Tijdelijke huisvesting als middel om parken te saneren
Programma Veiligheid Project Vitale Vakantieparken - Noord-Limburg
In Nederland zijn er vakantieparken die niet meer volledig functioneren als vakantiebestemming. De recreatiewoningen en bungalows zijn vaak verouderd en de centrale voorzieningen zijn meestal verdwenen. Wanneer de locatie niet bijzonder is en het eigendom versnipperd, kan verloedering snel optreden. Hoewel het bestuur van de Vereniging van Eigenaren (VvE) soms probeert het park te verbeteren, hebben ze vaak niet genoeg middelen, mandaat of kennis om het park weer levensvatbaar te maken. Bovendien zijn er binnen de vereniging vaak tegenstrijdige belangen. Eigenaren die verhuren, hebben bijvoorbeeld meer voordeel bij gezamenlijke investeringen dan diegenen die hun woning alleen voor eigen gebruik bezitten.

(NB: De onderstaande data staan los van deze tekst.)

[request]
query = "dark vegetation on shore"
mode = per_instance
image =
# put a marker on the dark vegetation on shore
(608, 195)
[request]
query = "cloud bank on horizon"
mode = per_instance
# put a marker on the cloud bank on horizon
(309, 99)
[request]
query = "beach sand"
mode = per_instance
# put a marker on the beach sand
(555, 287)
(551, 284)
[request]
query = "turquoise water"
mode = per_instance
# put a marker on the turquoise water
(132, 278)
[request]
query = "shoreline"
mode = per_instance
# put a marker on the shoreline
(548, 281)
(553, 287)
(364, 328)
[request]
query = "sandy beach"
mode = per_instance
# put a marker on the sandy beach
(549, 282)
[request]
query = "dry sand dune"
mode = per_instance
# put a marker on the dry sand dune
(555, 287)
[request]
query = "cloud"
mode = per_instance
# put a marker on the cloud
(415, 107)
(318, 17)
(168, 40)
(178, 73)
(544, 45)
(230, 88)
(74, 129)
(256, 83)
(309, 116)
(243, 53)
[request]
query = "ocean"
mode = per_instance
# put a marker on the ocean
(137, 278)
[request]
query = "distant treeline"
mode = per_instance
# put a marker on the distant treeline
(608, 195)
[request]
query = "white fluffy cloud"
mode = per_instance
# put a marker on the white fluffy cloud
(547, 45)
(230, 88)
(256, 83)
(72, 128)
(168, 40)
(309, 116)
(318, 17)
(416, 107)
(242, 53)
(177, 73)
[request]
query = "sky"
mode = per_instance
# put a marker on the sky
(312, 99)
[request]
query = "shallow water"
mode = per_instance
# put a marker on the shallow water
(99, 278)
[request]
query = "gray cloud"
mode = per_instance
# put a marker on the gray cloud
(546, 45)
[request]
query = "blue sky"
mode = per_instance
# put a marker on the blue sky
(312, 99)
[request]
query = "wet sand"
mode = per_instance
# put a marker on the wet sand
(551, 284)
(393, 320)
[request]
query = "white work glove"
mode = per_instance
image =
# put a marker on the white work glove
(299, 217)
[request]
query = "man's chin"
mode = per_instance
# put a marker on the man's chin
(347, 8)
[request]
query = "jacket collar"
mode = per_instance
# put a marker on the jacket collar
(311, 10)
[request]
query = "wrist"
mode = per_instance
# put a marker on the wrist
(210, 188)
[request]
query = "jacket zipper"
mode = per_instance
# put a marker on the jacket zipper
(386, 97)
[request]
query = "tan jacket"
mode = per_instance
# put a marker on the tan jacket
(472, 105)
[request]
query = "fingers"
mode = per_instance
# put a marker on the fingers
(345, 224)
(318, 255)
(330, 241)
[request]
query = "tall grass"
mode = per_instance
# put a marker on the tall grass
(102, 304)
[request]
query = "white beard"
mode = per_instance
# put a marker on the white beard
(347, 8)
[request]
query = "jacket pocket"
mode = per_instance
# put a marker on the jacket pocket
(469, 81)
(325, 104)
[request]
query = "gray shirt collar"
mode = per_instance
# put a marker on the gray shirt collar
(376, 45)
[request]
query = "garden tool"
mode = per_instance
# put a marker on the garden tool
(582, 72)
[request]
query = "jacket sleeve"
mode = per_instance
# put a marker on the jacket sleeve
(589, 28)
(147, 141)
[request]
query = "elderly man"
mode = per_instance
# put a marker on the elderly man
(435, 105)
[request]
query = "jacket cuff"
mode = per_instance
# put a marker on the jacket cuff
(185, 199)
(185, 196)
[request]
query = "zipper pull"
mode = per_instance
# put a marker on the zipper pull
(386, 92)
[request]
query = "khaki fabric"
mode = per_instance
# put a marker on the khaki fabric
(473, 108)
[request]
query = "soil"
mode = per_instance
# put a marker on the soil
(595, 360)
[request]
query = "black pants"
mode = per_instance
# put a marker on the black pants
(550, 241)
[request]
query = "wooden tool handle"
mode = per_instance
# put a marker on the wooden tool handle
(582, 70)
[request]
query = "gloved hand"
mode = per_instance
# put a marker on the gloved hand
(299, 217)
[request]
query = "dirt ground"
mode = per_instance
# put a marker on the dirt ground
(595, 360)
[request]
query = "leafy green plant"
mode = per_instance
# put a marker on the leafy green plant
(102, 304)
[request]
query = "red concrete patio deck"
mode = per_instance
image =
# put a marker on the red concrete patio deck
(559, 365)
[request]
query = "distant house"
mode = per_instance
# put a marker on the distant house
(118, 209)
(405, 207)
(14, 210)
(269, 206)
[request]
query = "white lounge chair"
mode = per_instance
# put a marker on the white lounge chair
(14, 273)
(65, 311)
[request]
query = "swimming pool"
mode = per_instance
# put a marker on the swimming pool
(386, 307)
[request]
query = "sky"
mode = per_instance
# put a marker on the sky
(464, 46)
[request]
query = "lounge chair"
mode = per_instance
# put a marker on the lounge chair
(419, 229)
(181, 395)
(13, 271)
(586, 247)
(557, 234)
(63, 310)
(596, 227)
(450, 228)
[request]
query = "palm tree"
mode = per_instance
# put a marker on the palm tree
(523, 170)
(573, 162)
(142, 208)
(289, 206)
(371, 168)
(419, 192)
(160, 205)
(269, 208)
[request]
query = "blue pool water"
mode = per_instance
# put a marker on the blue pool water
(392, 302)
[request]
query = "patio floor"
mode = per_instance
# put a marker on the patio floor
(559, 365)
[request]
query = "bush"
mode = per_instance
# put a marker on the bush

Tekst: Frank Verkoijen (LeisureBrains) en Koen van Polanen (Bureau Ruimtemeesters)
Omdat het niet altijd mogelijk is om een vakantiepark weer vitaal te maken, is het belangrijk om te onderzoeken of het park gesaneerd kan worden. Sanering gaat altijd gepaard met waardeverlies en kapitaalvernietiging. Aangezien veel recreatiewoningen particulier eigendom zijn, zullen de eigenaren compensatie willen. Een optie om middelen te genereren is het tijdelijk toestaan van huisvesting van bijvoorbeeld buitenlandse werknemers, statushouders of spoedzoekers. Door deze groepen tijdelijk te huisvesten kunnen er voldoende middelen worden verzameld om het waardeverlies van de eigenaren te compenseren.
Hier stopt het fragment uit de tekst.